The biggest reason for me to do so is more of a practical nature...Unless another airplane sees you circling and informs the tower, the controllers are probably not going to notice you without a pylon turn around the tower. By the time you determine that this is an appropriate action, you could land at the Class G airport, call the owner, and get yourself a ride home.

Fly safe!

David
 
Thanks for the research Avbug. My friend was actually able to call dispatch on his cell phone, who called tower, and sent the relay that he was cleared to land. Don't ask me how he could hear over all that noise. The mode C wasn't an issue because he had "prior permission" via the phone call.

In my case, flying out of class B, I wasn't going to push anything. The decision to land at the class G was a no-brainer though, because even though the plane was based out of class B, there was a company maintenance base out of a nearby class G, I stopped there for an hour, got it fixed and flew back.
 
The biggest reason for me to do so is more of a practical nature...Unless another airplane sees you circling and informs the tower, the controllers are probably not going to notice you without a pylon turn around the tower. By the time you determine that this is an appropriate action, you could land at the Class G airport, call the owner, and get yourself a ride home.

The tower is going to notice you. That's their job. An aircraft in the pattern to whom they aren't talking is going to get a light gun signal.
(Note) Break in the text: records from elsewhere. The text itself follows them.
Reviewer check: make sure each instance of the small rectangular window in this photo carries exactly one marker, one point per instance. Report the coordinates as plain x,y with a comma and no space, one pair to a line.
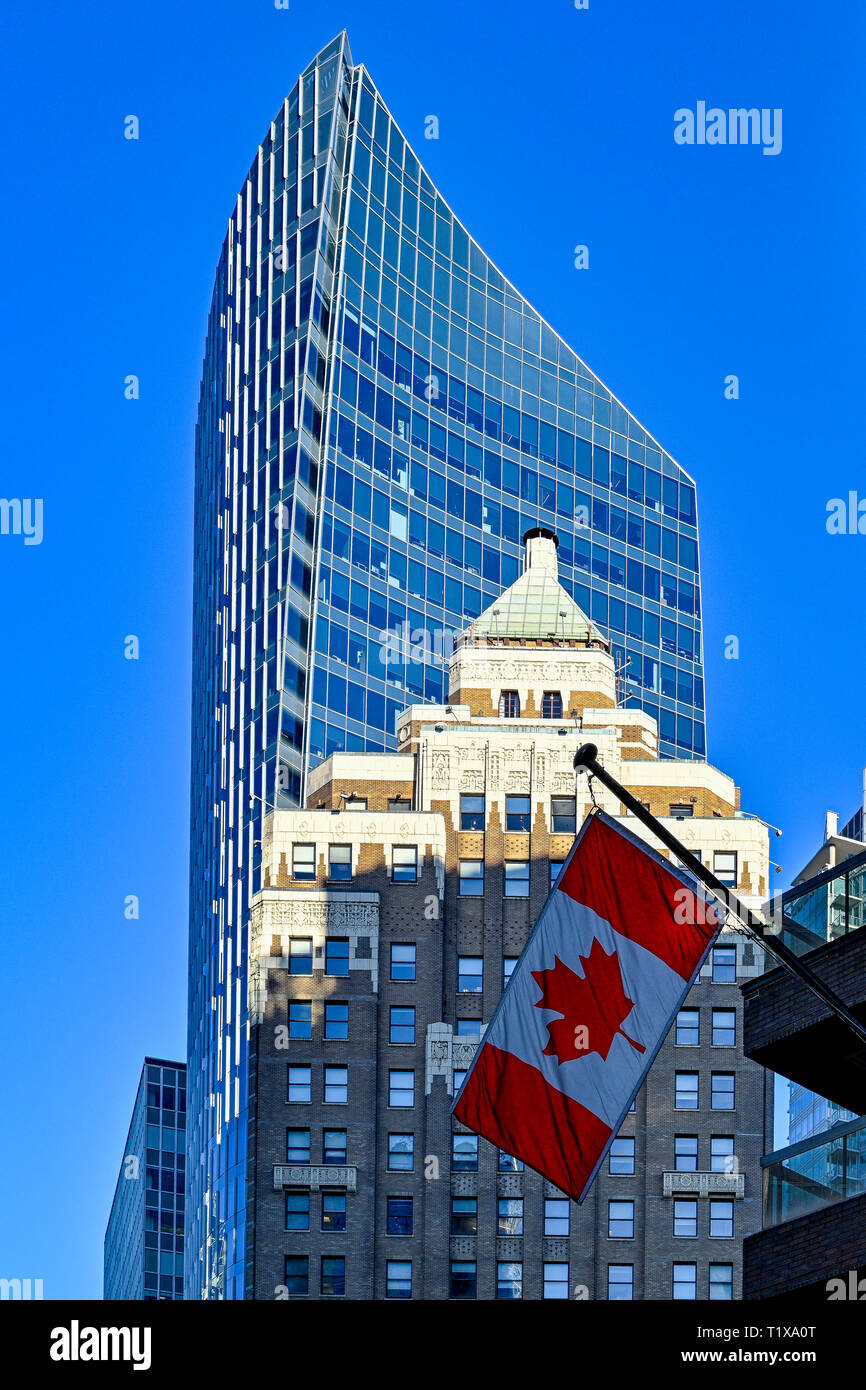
337,1084
300,955
339,862
402,1025
405,863
337,1019
401,1089
470,975
517,813
402,961
471,877
337,957
563,815
516,879
471,812
303,862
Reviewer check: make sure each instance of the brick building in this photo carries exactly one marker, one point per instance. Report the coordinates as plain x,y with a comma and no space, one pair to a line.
391,913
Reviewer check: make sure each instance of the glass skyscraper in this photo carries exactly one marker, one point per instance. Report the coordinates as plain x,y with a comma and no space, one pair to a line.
143,1253
382,416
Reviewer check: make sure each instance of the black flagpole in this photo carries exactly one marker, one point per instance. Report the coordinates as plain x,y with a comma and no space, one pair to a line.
587,759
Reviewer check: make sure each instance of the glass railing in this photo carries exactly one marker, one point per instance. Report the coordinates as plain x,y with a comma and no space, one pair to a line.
815,1173
823,908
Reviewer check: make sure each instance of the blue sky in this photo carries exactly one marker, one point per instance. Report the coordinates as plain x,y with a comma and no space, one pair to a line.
555,129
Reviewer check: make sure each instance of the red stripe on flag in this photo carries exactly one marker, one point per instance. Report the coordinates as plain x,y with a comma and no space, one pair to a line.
635,894
510,1104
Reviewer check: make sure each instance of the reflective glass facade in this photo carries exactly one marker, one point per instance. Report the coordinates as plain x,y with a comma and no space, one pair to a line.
382,417
143,1254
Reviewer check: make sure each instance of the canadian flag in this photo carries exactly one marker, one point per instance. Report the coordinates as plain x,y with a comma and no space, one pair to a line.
591,1000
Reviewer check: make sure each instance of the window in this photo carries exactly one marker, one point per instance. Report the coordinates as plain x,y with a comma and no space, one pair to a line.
339,862
517,813
332,1211
463,1215
464,1153
471,879
402,1025
401,1153
509,1279
405,863
337,1084
556,1280
508,1164
622,1155
296,1276
399,1216
337,957
300,1019
685,1091
471,812
685,1218
722,1282
723,1091
398,1279
337,1019
563,815
685,1153
401,1089
470,973
620,1283
722,1219
334,1147
299,1083
334,1273
510,1216
298,1146
463,1279
620,1219
516,879
688,1027
300,955
724,866
558,1216
303,862
402,962
298,1211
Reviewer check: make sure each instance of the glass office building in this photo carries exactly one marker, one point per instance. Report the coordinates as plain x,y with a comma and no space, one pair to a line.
382,417
143,1253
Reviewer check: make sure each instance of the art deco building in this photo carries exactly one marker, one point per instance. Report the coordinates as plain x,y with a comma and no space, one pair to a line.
143,1251
382,416
394,908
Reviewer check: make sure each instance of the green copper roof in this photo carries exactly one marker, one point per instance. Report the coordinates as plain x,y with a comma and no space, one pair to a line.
535,605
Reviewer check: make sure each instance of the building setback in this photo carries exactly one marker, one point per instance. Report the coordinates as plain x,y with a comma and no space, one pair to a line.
143,1253
382,416
391,912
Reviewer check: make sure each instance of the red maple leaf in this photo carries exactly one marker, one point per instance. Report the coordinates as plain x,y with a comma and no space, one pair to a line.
592,1008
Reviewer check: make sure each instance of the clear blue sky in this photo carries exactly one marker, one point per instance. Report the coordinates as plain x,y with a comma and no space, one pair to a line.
556,128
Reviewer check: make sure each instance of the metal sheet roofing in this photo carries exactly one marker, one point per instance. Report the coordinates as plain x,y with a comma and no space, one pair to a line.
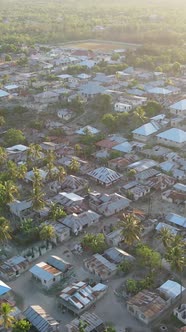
4,288
174,135
171,288
180,105
44,271
176,219
3,93
38,317
146,130
105,175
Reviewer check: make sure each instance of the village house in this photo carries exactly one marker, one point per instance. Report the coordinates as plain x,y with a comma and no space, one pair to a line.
174,196
46,97
117,255
172,137
5,291
68,200
100,266
29,176
161,225
171,290
121,107
93,323
46,274
108,204
105,176
114,238
59,263
146,306
179,108
17,152
65,114
79,297
142,165
20,208
78,222
180,313
120,163
62,233
40,319
135,190
160,181
176,220
13,267
145,131
75,183
87,130
3,95
12,88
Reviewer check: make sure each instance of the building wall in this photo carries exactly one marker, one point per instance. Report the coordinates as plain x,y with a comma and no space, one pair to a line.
169,143
141,137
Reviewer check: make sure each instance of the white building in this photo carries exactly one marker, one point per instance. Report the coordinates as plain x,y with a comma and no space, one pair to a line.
179,108
121,107
172,137
145,131
46,274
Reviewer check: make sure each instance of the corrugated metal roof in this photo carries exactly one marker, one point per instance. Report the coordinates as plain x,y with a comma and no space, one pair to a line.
171,288
38,317
105,175
44,271
4,288
176,219
58,263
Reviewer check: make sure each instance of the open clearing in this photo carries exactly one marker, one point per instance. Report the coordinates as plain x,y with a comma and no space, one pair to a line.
101,46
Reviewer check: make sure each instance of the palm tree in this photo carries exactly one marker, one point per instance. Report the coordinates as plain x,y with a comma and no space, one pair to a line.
5,230
166,236
47,233
74,165
131,228
175,256
34,153
82,326
11,191
2,121
6,318
3,156
61,173
56,212
140,115
37,194
50,159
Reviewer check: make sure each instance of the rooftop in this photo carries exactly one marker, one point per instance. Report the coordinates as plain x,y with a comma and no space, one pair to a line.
38,317
105,175
174,135
171,288
180,105
44,271
146,130
149,303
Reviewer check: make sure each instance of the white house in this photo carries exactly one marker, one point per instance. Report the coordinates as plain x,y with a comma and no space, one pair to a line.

If you don't get the signal, keep on in the pattern until you do.

My friend was actually able to call dispatch on his cell phone, who called tower, and sent the relay that he was cleared to land. Don't ask me how he could hear over all that noise. The mode C wasn't an issue because he had "prior permission" via the phone call.

Good thinking on the student's part. Considering the nature of the electrical failure, the mode C wouldn't have been an issue, anyway.
 
avbug said:
The tower is going to notice you. That's their job. An aircraft in the pattern to whom they aren't talking is going to get a light gun signal. If you don't get the signal, keep on in the pattern until you do.
Tower controllers must be more vigilant where you are...the ones I've seen have been circling for several minutes before somebody else in the pattern finally pointed them out to the tower.

Fly safe!

David
 
I've never had to circle. The controllers are always very quick to come up with a light gun signal...including once at Spokane when we were unable to hear the tower during an IFR departure. We got a light gun signal for departure (which I refused to accept; going lost comm before departure and accepting a light gun into a low overcast didn't seem like a good idea).

Usually the controller is faster with the light gun than the pilot is to see and recognize it.